Savaş zamanı, kısa pantolonlu yıpranmaktan yer yer püskülleri çıkmış kirli kasketli aç bir çocuğun ekmek fırınının camından oradaki tek renkli nesne olan ekmeklere baktığı gibi yansımadan seçebildiğiniz bembeyaz yüzüne, gülümserken yukarı doğru kıvrılan dudak kenarlarına daha bir efsunla bakarsınız.
genelde akşam saatlerinde içeride ışıkların yanmasından kaynaklanan yansımayı kullanan otobüs yolcularının yaptığı duvar pası misali garı gız kesme sitilidir, ilginçtir ki kızlar da yapar (alınmayın da gençler yapanını ben çok yakaladım) insanlık halidir lakin kimsenin adım atmadığı en azından etraftan çekinerek bunu yapamayacağı ortamlarda bu beyhude çaba yalnızca göz banyosudur.

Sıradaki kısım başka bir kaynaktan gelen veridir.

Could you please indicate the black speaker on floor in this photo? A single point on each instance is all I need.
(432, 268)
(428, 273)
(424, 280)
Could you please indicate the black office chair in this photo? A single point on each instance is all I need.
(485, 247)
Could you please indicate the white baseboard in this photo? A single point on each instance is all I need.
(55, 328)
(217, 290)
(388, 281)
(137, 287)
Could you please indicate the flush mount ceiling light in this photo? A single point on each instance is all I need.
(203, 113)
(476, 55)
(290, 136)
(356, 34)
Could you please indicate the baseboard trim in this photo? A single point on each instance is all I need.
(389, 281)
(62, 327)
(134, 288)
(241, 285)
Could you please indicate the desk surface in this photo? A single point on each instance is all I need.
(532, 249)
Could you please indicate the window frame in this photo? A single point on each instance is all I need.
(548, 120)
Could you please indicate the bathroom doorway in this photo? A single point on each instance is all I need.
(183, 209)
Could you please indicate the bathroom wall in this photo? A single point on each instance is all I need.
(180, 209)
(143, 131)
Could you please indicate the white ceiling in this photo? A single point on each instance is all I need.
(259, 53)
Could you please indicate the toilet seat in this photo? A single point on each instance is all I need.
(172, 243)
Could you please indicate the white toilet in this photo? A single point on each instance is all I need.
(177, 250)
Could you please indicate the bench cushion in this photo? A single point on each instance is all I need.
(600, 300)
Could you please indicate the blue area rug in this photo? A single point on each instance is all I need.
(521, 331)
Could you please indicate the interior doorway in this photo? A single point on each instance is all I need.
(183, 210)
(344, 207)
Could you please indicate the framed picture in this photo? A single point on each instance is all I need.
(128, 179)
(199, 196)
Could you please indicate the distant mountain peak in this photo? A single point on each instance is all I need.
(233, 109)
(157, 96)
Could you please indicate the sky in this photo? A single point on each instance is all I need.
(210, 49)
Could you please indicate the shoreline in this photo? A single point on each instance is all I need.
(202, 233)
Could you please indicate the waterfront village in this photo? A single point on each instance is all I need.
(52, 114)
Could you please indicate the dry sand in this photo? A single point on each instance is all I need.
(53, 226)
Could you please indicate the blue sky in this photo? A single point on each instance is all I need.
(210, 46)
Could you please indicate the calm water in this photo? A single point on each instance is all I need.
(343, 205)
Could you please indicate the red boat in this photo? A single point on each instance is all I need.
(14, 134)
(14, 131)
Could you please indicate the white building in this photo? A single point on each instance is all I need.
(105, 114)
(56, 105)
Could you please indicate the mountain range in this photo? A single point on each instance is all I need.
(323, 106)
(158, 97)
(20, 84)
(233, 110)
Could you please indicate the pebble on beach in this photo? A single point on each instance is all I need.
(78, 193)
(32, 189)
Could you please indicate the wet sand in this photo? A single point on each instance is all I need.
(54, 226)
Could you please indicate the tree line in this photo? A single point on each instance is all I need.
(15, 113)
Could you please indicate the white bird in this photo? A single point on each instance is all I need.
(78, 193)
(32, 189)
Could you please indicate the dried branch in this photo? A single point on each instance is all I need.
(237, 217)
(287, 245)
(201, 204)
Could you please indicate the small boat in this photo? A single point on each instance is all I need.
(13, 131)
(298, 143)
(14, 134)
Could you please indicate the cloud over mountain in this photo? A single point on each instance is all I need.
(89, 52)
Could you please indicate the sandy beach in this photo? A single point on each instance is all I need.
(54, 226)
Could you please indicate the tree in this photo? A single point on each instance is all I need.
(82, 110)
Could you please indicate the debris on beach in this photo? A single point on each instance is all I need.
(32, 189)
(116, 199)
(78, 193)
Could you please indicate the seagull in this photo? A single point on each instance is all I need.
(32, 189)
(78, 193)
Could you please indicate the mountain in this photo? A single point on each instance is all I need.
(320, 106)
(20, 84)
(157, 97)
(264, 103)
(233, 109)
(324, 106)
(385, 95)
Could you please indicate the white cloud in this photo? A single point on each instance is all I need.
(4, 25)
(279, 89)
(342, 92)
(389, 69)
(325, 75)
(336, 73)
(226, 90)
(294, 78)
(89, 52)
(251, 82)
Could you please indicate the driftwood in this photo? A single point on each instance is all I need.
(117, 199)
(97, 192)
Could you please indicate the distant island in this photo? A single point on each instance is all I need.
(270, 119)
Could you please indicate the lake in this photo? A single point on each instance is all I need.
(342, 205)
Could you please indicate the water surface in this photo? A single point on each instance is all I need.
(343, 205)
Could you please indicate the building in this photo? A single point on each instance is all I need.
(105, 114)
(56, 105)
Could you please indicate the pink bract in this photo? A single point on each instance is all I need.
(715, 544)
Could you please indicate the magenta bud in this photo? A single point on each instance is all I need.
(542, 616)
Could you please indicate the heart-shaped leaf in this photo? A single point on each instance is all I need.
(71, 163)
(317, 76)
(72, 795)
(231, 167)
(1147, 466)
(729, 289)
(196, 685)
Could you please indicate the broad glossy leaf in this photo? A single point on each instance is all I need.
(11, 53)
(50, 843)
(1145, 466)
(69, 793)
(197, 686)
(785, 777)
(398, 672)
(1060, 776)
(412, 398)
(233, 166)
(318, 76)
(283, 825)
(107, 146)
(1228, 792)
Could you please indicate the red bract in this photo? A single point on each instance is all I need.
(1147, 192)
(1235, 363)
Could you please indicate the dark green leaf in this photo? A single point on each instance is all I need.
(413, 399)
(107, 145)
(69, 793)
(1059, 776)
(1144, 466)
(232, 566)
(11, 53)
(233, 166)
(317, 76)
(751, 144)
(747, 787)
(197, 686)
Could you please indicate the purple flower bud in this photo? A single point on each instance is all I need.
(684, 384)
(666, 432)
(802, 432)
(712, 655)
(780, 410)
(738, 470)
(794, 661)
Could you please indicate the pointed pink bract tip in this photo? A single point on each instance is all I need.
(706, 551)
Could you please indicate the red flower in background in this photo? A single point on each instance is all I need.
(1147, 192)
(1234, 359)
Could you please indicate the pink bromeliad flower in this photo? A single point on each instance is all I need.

amanın. yüzündeki beyzaya doyamamak, cam cesareti gibi kırılgan ve korkak; ne aç bir çocuğun cam arkasından izleyebildiği kadar yakın, ne el uzatsan tutamayacak kadar uzak kalmak.. bu gerçek bir aşk olabilir. yüzünün her ayrıntısında bir işaret arar, görülebildiği kadarı bile kafidir. kaşı belirsiz, gözü belirsiz bir silüet. sanki hoşlanılan kızın yününü ne kadar düşünürsen düşün gözlerinin hayaline getirememek gibi. evet tam da böyle. anlatabildim mi?